Print Friendly and PDF

oleh:
P. Thomas Richstatter, O.F.M., S.T.D. *


Perubahan-perubahan dalam Misa Katolik sepanjang Vatican Kedua mencakup membuat Misa berkurang vertical dan lebih horizontal; membuatnya sebagai suatu perjamuan (Kamis Putih) sebagai tambahan atas kurban (Jumat Agung); memperkenankan imam merayakan Misa bersama umat daripada mendaraskan Misa bagi umat. Perubahan-perubahan ini menggambarkan siapa kita sebagai Gereja, bagaimana kita bersembah sujud kepada Tuhan dan bagaimana kita bertindak dalam dunia.

Seperti apakah Gereja Kristus generasi mendatang? Bentuk dari Gereja Katolik mendatang akan ditentukan sebagian besar oleh keputusan yang ditetapkan sekitar empatpuluh tahun yang lalu dalam Konsili Vatican Kedua (1962-1965). Tak ada satu pun dari keputusan-keputusan itu yang lebih berdampak langsung pada umat Katolik selain dari keputusan-keputusan menyangkut Misa. Sebagian besar umat Katolik pertama kali mengalami buah-buah dari Vatican II dalam gereja-gereja paroki mereka pada hari Minggu pagi dalam Perayaan Ekaristi.

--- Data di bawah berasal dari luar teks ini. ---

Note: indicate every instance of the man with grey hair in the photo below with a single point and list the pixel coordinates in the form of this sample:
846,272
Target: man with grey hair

Intisari Misa, tentu saja, tidak mengenal waktu dan tidak berubah. Tetapi sebagian dari kita yang cukup senior untuk mengenang pengalaman hari Minggu pagi sekitar tahun 60-an (tidak ada Misa hari Sabtu sore kala itu!) dapat memberikan kesaksian bagaimana Konsili telah secara radikal mengubah cara kita mengalami Misa.

“Masa Lalu yang Indah”

Seperti apakah Misa sebelum Konsili? Apabila saya memejamkan mata dan mengenangkan Misa Latin di masa muda saya, gambaran yang datang ke benak saya adalah suatu upacara yang kekhidmadan, kemisteriusan dan keagungannya tak dapat dibandingkan dengan apapun dalam kehidupan sehari-hari saya: bahasa yang berbeda, busana yang berbeda, gerakan-gerakan yang berbeda, musik yang berbeda (musik yang sekarang dapat saya dengarkan di CD, dimainkan oleh para biarawan di gereja-gereja Gothic yang megah). Segalanya mengarah ke surga kepada Allah yang Mahamulia.

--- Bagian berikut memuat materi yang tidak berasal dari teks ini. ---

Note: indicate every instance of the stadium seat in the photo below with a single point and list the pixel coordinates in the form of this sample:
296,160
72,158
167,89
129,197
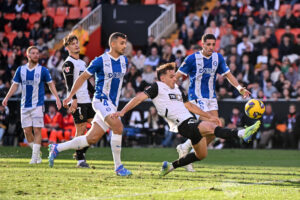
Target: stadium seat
296,10
74,13
84,3
161,1
25,16
73,3
62,11
85,11
274,53
278,34
282,9
150,2
51,11
11,36
10,16
59,21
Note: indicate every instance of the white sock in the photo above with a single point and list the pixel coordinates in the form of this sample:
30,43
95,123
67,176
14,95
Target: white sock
116,143
187,145
31,145
36,151
76,143
241,133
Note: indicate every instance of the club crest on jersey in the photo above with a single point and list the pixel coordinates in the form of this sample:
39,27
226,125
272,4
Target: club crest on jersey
67,69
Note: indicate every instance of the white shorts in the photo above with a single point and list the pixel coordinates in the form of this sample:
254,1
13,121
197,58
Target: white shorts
206,104
102,109
32,117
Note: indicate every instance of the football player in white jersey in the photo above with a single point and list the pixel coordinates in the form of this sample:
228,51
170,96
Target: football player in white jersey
81,105
202,68
173,105
109,70
32,78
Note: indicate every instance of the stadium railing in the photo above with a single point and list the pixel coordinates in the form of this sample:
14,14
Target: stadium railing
162,25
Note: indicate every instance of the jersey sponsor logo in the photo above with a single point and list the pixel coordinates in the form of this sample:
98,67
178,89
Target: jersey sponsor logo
115,75
207,71
67,69
175,97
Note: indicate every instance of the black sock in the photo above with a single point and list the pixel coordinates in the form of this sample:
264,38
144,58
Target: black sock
80,154
189,158
225,133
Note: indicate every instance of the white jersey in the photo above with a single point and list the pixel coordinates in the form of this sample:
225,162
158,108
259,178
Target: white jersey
72,69
169,103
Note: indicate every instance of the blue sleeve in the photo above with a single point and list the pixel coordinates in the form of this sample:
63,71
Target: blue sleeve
222,68
187,65
17,77
46,75
95,66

Saya cukup tahu mengenai kodrat manusia untuk dapat menyadari bahwa kenangan akan gambaran dan suara ini mungkin lebih bersifat nostalgia daripada kenyataan. Apabila mengenangkan masa-masa yang telah lalu, kita seringkali mengabaikan unsur-unsur negatif dari pengalaman itu. Hal ini teristimewa benar apabila membayangkan suatu masa lampau yang tidak kita alami secara pribadi.

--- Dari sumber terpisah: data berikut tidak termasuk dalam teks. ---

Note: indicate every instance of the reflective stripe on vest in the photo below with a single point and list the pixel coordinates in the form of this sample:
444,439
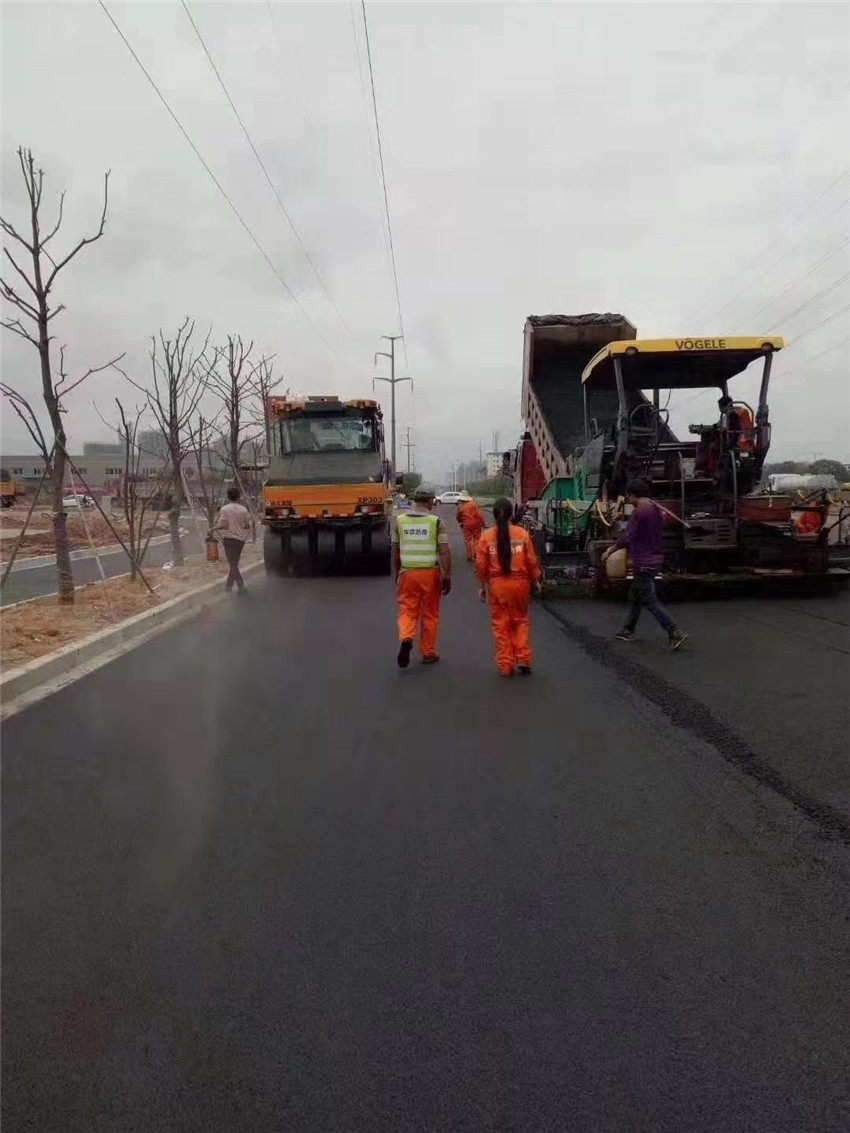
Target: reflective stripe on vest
417,541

Sebagai contoh, apabila saya menonton sebuah film koboi, saya iri akan orang-orang itu dan akan hidup mereka yang santai di padang. Mereka tidak harus khawatir akan batas waktu penerbitan, pasar saham pun biaya pendidikan. Tetapi, di manakah mereka mencuci pakaian mereka? Bagaimana mereka menambal gigi yang berlubang? Bagaimana mereka mengisi baterai telepon genggam mereka?

Situasi serupa dapat muncul ketika orang “mengenangkan” Misa sebelum Vatican II; Misa Latin didaraskan dari sebuah buku misa yang, sebagian besar, diterbitkan pada tahun 1570 sesudah Konsili Trente. Saya mempunyai kenangan indah atas Misa-Misa Latin itu; Misa-Misa itu telah membantu membentuk iman saya dan memelihara panggilan saya kepada Ordo Fransiskan dan kepada imamat. Tetapi, apabila saya memeriksa kenang-kenangan itu secara kritis, saya mendapati bahwa “masa lalu yang indah” itu tidak sepenuhnya baik.

Vertikal dan / atau Horisontal?

Sepanjang masa sekolah menengah dan kuliah saya biasa pergi ke Misa untuk berdoa, tetapi doa saya tidak terkoordinasi dengan doa imam di altar. Saya mendaraskan rosario dan doa-doa devosi lainnya; imam mendaraskan Misa. Tentu saja, saya berhenti melakukan apa yang tengah saya lakukan dan memandang kala lonceng berbunyi ketika imam mengunjukkan hosti yang dikonsekrasikan. Tetapi, selain dari itu, imam dan saya tidak berada pada hal yang sama.

Imam sibuk mendaraskan doa resmi Gereja, liturgi, yang terutama adalah sembah sujud kepada Allah yang Mahaagung (suatu tindakan “vertikal”), sementara saya sibuk mendaraskan rosario dan doa-doa devosi lainnya - doa-doa yang lebih berfokus pada kepentingan saya (suatu tindakan “horizontal”). Imam berdoa dalam bahasa Latin, bahasa Tuhan; saya berdoa dalam bahasa ibu saya.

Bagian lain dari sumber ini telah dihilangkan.